Express trusts are essentially designed with the expressed intention of the settlor in mind. By contrast, non-express trusts are divided into either resulting trusts or constructive trusts, which may be forced upon individuals in court. Constructive trusts are imposed on a wrongdoer who acquires property legally belonging to someone else. The wrongdoer becomes the trustee and has a duty to return the property to its true owner.

In an express trust, the creator of the trust distributes funds or property to an individual (the trustee) who then holds the property in trust for the person meant to receive the property. You can create an express trust through a legal document that fulfills the various requirements for establishing a valid trust.

A valid trust may be created to benefit a charity, a pet, or more often a family member. One of the biggest benefits of distributing a trust is to pass on assets while minimizing estate, gift, and income taxes.

Since there is no uniform trust legislation on the federal level, individual states are responsible for governing trust establishment and maintenance. However, the Uniform Probate Code (UPC) has been adopted by more than 30 percent of states and is a code which outlines provisions related to trusts and wills.

Express trusts are used in various contexts, most commonly in charitable gifts and family settlements.

How to Create an Express Trust

A settlor can create an express trust if they have a valid reason for transferring property to a trustee. The trustee will then distribute the property to the beneficiary when terms of the trust are met.

There are a few definitions to keep in mind when establishing an express trust:

  • Settlor: the person who creates the trust and transfers the property to the trustee
  • Trustee: the individual or legal entity who maintains the trust property and gives the beneficiary distributions according to the trust terms
  • Trust property: any type of real, personal, tangible or intangible property (i.e., money, artwork, a home, or other valuables)
  • Beneficiary: the person, group, pet, or organization who receives the trust property
  • Trust purpose: every trust must have a valid, legal purpose for existing, which could include for supporting education, protecting assets, planning taxes, or contributing to charity

Once you've identified each of these categories, you can create your trust with the help of legal counsel.

Types of Express Trusts

An express trust can take various forms.

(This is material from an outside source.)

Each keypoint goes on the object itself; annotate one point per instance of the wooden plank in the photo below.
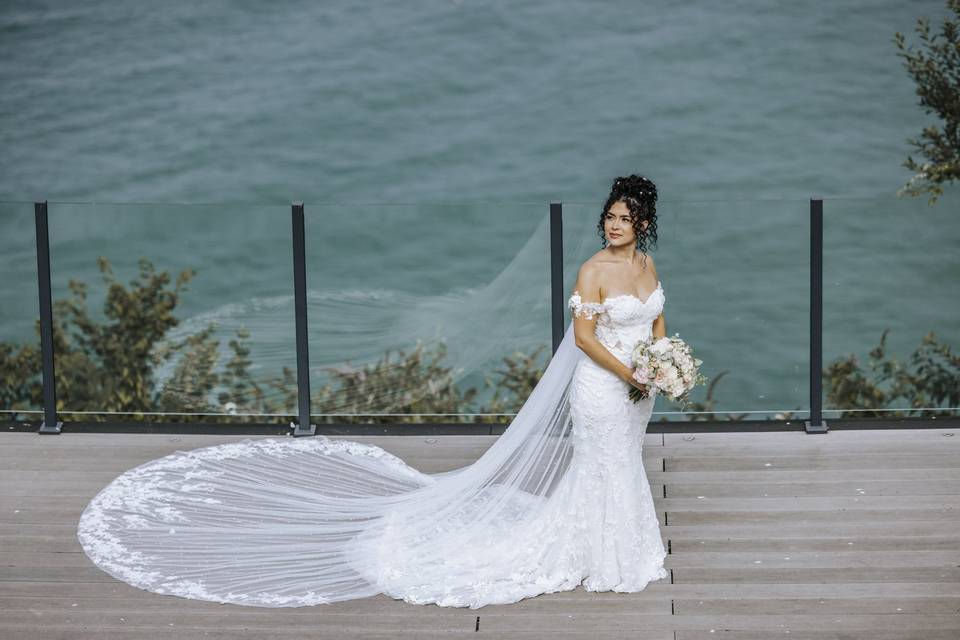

The most common categories include:

  • Living trusts
  • Revocable trusts
  • Irrevocable trusts
  • Fixed trusts
  • Discretionary trusts

A living trust, also referred to as an inter-vivos trust, is established for a beneficiary during the settlor's lifetime.

Revocable trusts allow the settlor, or creator of the trust, to retain control. The settlor doesn't receive tax benefits, but may withdraw funds from the trust, or cancel or alter it at will.

Irrevocable trusts give complete control over the trust to the trustee, who is the person responsible for maintaining the trust. Irrevocable trusts do not end until the trust purpose is fulfilled, and the trust can only be changed with the consent of all beneficiaries and the trustee.

Discretionary trusts give power to the trustee, who can decide when and if to distribute the property to the beneficiaries. This type of trust can provide tax benefits to the beneficiaries because the beneficiaries have no interest in the trust assets until the trustee decides to distribute them.

Fixed trusts allow beneficiaries to receive funds or trust property on a set schedule as decided by the settlor. The trustee doesn't have any say in how or when to distribute the property.